Options for the TV industry have been, until recently, limited to premium-rate phone lines or SMS. Viewers like to support their favourite contestant and some people will pick up their phones and dial the number. But now, we have put an interactive app in the hands of people as they watch the show. Viewers rate contestants and express their views throughout the show and when it comes to the crunch, they are happy to spend a bit of money to back the people they believe in.
We think this opens up a new opportunity for the TV industry and can create new revenue for a range of TV genres – talent shows, quizzes, competitions, reality voting shows, sports and music. As micro-billing gets easier – and Google Play’s roll out of Direct Carrier Billing will really help here – people are happy to pay small amounts to be entertained.
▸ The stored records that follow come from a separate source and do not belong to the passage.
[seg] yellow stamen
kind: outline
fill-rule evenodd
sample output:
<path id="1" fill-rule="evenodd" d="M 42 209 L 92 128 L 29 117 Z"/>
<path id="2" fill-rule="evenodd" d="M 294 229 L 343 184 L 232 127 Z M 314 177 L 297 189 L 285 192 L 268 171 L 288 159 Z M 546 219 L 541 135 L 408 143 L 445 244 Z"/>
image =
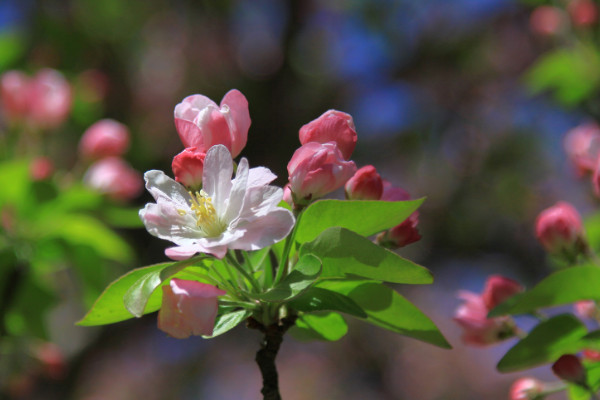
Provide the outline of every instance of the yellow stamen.
<path id="1" fill-rule="evenodd" d="M 219 236 L 225 230 L 225 226 L 219 221 L 212 199 L 204 190 L 199 192 L 188 192 L 190 194 L 190 208 L 196 214 L 196 225 L 207 237 Z"/>

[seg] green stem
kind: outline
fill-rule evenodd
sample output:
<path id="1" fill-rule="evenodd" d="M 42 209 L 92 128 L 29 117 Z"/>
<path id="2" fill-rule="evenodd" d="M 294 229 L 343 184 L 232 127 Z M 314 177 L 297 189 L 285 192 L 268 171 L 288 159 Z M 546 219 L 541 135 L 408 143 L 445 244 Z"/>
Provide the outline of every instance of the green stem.
<path id="1" fill-rule="evenodd" d="M 233 265 L 233 267 L 240 273 L 242 274 L 242 276 L 244 278 L 246 278 L 250 284 L 252 285 L 252 287 L 254 288 L 254 290 L 257 293 L 260 293 L 260 285 L 258 284 L 256 278 L 254 278 L 254 276 L 252 276 L 252 274 L 249 274 L 248 271 L 246 271 L 246 269 L 240 265 L 240 263 L 238 262 L 238 260 L 233 256 L 233 254 L 231 253 L 227 253 L 227 260 L 229 260 L 229 262 L 231 263 L 231 265 Z M 226 263 L 227 264 L 227 263 Z"/>
<path id="2" fill-rule="evenodd" d="M 296 223 L 294 224 L 294 228 L 292 229 L 292 233 L 285 238 L 285 246 L 283 247 L 283 254 L 281 255 L 281 261 L 279 262 L 279 267 L 277 268 L 277 275 L 275 275 L 275 282 L 273 285 L 277 285 L 279 281 L 284 277 L 284 272 L 287 273 L 287 264 L 288 259 L 290 257 L 290 251 L 292 250 L 292 245 L 294 244 L 294 238 L 296 237 L 296 230 L 298 228 L 300 218 L 302 217 L 302 211 L 298 213 L 296 216 Z"/>
<path id="3" fill-rule="evenodd" d="M 251 310 L 256 310 L 258 308 L 258 304 L 250 301 L 219 300 L 219 303 L 224 306 L 239 306 Z"/>

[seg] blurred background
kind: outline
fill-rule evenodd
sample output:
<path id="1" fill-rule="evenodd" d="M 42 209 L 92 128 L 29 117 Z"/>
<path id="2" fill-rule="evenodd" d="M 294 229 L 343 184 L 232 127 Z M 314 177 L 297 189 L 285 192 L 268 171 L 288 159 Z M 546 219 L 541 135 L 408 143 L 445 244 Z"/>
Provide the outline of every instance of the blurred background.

One area in which we are investing is the development of quiz shows where the home audience pays to play with the chance of winning a prize – all from the comfort of your sofa.
But, as this market develops we need to take care. Taking payment for TV interaction means that the relationship has moved from broadcaster and viewer to retailer and consumer. Investment in security, resilience and regulatory compliance is fundamental and not something that your creative, design-led, UI-centric app developer is interested in. So, we developed the Tectonic Platform to enable app developers can focus on what they are good at. By using the Tectonic API, the app developer plugs into the platform, their app automatically scales to TV audience size and security and regulatory compliance is taken care of.
Analysis – What would help?
In my opinion, two things:
Firstly, more price points from Apple, 69p is the minimum, what about 25p or 50p?
Secondly, more frictionless billing mechanisms across devices and networks – why can’t a WiFi tablet user simply add a charge to their broadband bill?
For now, 1.5 million of The X Factor audience is a good start.